Zima jest w rolnictwie (a zwłaszcza w produkcji roślinnej) okresem o mniejszej intensywności prac wykonywanych w gospodarstwie. W tym czasie rolnicy poświęcają czas na przygotowania do kolejnego sezonu. Wykonują przede wszystkim niezbędne prace związane z konserwacją parku maszynowego, mają także czas na zapoznanie się z nowinkami na rynku rolniczym i zakup środków do produkcji (nawozów, środków ochrony roślin). Mają w końcu czas na zastanowienie się nad opłacalnością i wyborem przyszłych upraw.

Artykuł zapowiada się sielsko i można by pisać o tym co rolnicy - jak każdego roku - mogą zimą robić. W tym miejscu niestety trzeba tę sielankę przerwać i zburzyć wśród producentów rolnych ten względny spokój. Można zadać sobie pytanie czy jest sens „straszyć” rolników, czy też nie. Jedno jest pewne - nie unikniemy zachodzących zmian i nie zmienimy faktów wynikających z rezultatów prowadzonych badań.

Chodzi o SUSZĘ.

Każdy myśli: OK, mamy zimę, za oknem jest pochmurno, wilgotno. Przecież susza odeszła wraz z ostatnimi gorącymi dniami ubiegłego roku… Niestety, nic bardziej mylnego!

Nie jesteśmy już w stanie uniknąć globalnych zmian klimatycznych. Susza w Polsce zaczyna być zjawiskiem coraz częstszym. W latach od 1950 do 1980 susze występowały średnio co pięć lat, w latach 1980-2012 występowały już co trzy lata, a w ostatnich kilku latach susza występuje już corocznie. Przypomnijmy, że susza występuje w kilku typach. Rozróżniamy susze: atmosferyczną, rolniczą, hydrologiczną (dotyczy wód powierzchniowych) i hydrogeologiczną (dotyczy wód podziemnych). Najbardziej odczuwalna w ubiegłym roku dla Polaków była susza rolnicza.
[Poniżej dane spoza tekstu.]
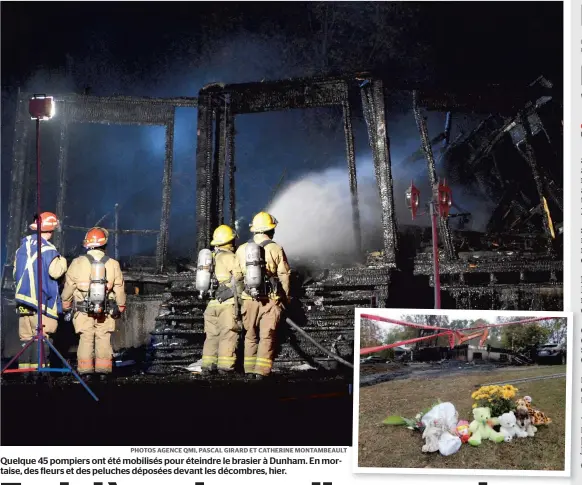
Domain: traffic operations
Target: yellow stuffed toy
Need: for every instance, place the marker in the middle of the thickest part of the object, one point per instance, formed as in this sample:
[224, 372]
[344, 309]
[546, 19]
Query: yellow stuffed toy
[480, 428]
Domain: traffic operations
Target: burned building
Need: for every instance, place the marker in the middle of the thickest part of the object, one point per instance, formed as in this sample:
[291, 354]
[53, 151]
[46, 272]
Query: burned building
[516, 264]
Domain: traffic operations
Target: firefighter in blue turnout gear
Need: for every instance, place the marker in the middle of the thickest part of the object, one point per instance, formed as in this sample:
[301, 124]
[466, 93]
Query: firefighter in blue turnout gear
[25, 275]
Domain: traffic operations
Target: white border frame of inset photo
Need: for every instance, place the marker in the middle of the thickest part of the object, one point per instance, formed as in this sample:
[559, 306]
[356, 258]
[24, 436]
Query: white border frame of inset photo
[397, 313]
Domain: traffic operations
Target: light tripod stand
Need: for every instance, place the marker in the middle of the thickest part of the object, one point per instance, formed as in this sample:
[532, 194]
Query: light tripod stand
[42, 108]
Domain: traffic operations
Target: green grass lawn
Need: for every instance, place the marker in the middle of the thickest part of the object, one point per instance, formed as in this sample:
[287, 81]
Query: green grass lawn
[383, 446]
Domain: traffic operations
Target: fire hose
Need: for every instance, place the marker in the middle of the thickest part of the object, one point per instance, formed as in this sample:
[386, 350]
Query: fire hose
[319, 346]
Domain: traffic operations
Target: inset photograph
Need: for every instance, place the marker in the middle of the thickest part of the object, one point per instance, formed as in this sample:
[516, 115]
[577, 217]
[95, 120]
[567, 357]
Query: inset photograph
[462, 390]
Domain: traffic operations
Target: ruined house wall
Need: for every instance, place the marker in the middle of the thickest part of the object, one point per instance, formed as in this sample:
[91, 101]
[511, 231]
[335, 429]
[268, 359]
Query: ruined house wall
[133, 329]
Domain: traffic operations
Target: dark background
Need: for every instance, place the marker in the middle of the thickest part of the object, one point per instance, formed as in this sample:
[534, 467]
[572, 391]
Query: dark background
[173, 49]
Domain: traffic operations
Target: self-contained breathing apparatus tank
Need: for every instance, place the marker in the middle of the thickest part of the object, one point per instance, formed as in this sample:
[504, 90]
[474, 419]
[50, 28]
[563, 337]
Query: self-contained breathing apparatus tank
[204, 273]
[97, 288]
[255, 274]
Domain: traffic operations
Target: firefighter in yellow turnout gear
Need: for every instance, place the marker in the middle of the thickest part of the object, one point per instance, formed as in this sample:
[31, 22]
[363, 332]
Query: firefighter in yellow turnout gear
[263, 303]
[95, 283]
[26, 295]
[220, 320]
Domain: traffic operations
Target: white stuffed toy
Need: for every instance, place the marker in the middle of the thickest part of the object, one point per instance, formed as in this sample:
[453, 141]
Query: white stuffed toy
[509, 428]
[439, 432]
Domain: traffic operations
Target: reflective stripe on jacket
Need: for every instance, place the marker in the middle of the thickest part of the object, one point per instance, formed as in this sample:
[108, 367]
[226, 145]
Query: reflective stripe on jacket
[25, 276]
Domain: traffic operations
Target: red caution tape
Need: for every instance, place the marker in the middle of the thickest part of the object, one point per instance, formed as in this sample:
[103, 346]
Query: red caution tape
[441, 332]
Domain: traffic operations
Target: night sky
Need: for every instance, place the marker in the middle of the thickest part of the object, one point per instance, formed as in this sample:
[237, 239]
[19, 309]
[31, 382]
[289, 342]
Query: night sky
[175, 48]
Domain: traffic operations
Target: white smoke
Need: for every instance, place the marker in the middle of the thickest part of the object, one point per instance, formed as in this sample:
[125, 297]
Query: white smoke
[315, 212]
[315, 215]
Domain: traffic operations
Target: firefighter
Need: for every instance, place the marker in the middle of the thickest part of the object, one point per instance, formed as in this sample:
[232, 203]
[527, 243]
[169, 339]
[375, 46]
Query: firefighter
[94, 292]
[267, 273]
[25, 278]
[221, 322]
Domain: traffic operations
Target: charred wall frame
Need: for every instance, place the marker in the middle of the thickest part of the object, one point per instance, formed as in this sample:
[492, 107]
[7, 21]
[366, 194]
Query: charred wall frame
[218, 107]
[121, 110]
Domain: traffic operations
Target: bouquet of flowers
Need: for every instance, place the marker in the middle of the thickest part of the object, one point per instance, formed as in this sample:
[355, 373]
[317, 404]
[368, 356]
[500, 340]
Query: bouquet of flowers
[497, 398]
[414, 424]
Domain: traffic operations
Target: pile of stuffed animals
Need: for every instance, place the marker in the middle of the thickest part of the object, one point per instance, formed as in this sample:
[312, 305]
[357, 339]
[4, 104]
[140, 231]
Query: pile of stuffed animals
[444, 433]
Można pokusić się o stwierdzenie, że suszę mamy już teraz. Na jakiej podstawie?

Należy przytoczyć tu wyniki najnowszych badań dotyczących wskaźnika wilgotności gleby dla stycznia 2020 roku. Przedstawione informacje w formie mapek dotyczą warstwy gleby o określonej głębokości i pokazują jej aktualny stan nasycenia wodą w stanie ciekłym. Prezentowana wilgotność gleby jest wyrażona w procentach. Obszary gdzie wilgotność jest na poziomie 30-40% wskazują na możliwy deficyt wody w strefie korzeniowej.

Mapa 1. Wskaźnik wilgotności gleby, warstwa 0-7 cm (źródło: agrometeo.pogodynka.pl/obrazysat)

Mapa 2. Wskaźnik wilgotności gleby, warstwa 7-28 cm (źródło: agrometeo.pogodynka.pl/obrazysat)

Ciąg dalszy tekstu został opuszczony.